Peter Rizun who presented at the scaling conference and published papers on the fee market.
I will assume you are simply joking and not stooping to the level of Carlton by
accusing those who hold different opinions as scammers.
Peter, Greg, myself, and a few others discussed Peter's paper in the following
thread:
https://bitcointalk.org/index.php?topic=1274102.0;allIt's a pretty good read.
I always enjoy reading your comments, jonald_fyookbool. Please consider coming over to
https://bitco.in/forum/ once and a while!
On the topic of block-size dependent orphaning risk, I remember when I first released my
transaction fee market paper, Maxwell and Co. said that orphaning wasn't a deterrent against larger blocks because miners use Corallo's Relay Network and thus don't suffer block-size-dependent orphaning risk
(and then later they said that we can't have bigger blocks because orphaning risk would be too high ... but let's ignore that contradiction for now). Blockchain.info keeps tabs on
orphaned blocks, and I wrote a script to scrape their site and import that raw data into Mathematica. The data goes back about two years and only appears to be missing a gap from last summer.
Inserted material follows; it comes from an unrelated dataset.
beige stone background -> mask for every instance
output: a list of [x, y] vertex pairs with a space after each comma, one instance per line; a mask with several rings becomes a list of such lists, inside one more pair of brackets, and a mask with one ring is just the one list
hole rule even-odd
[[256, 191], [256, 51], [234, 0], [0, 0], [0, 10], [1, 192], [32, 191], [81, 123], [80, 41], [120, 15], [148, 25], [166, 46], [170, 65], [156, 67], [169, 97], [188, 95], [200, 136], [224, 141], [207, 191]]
If the theory that larger blocks
actually are more likely to be orphaned than small blocks is true, then hopefully there would be evidence of this in real orphan data. The figure below shows that indeed this does appear to be the case. Orphaned blocks are consistently larger (on average) than nearby blocks in the main chain.

Indeed, miners incur a real cost by producing extra block space; block space behaves like a normal commodity.